Busy, busy excavators we have been!

The photo above shows the 50+ fossils we've measured out over the last two weeks. Extremely note-worthy finds include:
- a metacarpal (hand bone) of a Capromeryx (an extinct and fairly rare species of dwarf pronghorn)
- numerous saber-toothed cat and dire wolf ribs
- at least 6 sub-adult thoracic vertebrae (vertebrae from the rib cage) of a saber-toothed cat. We think they're all from the same individual animal! They were all found in the same 50cm X 50cm x 25cm area of the fossil deposit, and all appear to be about the same age. This is the sort of semi-articulation or association that we've been so excited about finding, because we very rarely (if ever) find it in Pit 91.
- part of a dire wolf skull
- at least four coyote jaw pieces
- a sloth sternal rib (a rib from the front of the ribcage, rather than the back. If you can't find one in your own torso, don't worry -- humans do not have sternal ribs. If you do find one in your own ribcage, please let us know! We'd be extremely interested in studying you...)
- the astragalus (an ankle bone, AKA the talus in humans), scapula, and pelvis (pictured below) of an American Lion

the measured pelvis, in it's natural environment: a metal bucket and a plastic bag. more on this tomorrow

What does this mean? Well, we've found not just one, but TWO of Rancho La Brea's rarer species (the American Lion and the Dwarf Pronghorn) in our first month of digging, not to mention another unique instance of fossil association!

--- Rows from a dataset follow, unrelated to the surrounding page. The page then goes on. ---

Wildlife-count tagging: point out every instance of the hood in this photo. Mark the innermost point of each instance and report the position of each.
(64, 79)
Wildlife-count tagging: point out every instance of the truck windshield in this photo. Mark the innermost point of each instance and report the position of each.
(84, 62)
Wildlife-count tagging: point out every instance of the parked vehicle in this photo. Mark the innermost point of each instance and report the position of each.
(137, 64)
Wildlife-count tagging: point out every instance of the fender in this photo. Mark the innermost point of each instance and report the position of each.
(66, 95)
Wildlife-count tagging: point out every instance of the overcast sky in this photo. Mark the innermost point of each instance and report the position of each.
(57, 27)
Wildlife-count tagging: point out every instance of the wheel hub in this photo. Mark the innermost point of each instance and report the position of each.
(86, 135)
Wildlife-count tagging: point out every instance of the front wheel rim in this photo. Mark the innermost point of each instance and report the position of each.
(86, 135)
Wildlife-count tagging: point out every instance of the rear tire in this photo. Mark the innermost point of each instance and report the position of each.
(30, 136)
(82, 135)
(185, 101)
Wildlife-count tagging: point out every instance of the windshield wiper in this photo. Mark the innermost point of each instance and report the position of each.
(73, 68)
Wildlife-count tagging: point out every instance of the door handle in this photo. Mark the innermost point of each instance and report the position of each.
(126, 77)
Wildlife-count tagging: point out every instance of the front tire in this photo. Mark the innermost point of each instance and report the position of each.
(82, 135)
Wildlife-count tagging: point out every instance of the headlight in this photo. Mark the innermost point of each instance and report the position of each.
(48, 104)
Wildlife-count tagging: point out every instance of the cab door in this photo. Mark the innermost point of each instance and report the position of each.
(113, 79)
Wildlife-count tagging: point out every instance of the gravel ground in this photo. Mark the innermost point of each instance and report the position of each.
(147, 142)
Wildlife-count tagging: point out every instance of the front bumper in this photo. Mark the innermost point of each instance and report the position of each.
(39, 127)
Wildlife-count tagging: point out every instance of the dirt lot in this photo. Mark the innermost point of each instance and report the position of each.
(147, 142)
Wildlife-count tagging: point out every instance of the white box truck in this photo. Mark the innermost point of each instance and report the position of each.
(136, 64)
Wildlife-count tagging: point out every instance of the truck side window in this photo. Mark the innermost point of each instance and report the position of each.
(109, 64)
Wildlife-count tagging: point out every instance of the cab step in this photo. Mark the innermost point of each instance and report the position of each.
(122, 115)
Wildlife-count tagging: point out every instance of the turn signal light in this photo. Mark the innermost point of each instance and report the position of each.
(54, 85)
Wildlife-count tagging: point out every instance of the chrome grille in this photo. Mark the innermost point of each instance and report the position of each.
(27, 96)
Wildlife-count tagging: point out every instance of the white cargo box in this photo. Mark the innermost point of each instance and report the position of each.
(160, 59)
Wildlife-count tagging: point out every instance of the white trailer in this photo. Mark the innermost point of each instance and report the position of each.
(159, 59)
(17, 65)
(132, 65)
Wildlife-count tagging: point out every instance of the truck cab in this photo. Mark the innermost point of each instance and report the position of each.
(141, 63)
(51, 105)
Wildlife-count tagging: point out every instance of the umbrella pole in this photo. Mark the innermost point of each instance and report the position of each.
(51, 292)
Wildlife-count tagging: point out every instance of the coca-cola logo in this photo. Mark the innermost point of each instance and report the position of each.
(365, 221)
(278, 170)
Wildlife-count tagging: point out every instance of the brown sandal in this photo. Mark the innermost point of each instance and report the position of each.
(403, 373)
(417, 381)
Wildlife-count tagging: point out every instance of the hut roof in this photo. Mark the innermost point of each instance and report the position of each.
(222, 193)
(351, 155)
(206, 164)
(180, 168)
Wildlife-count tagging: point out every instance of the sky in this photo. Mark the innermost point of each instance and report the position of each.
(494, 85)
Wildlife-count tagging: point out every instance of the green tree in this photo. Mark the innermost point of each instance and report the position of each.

This first deposit is already adding to our knowledge base, and these discoveries bode well for the rest our excavation.

And remember this?

(l to r: sloth left scapula, sloth right scapula, ryan)

it now looks like this:

(l to r: dustpan, sloth left scapula, yet another tibia, sloth rib, sloth right scapula, michelle)


1 comment:

Spencer said...

Capromeryx? Lion? ...and you didn't tell me all of this??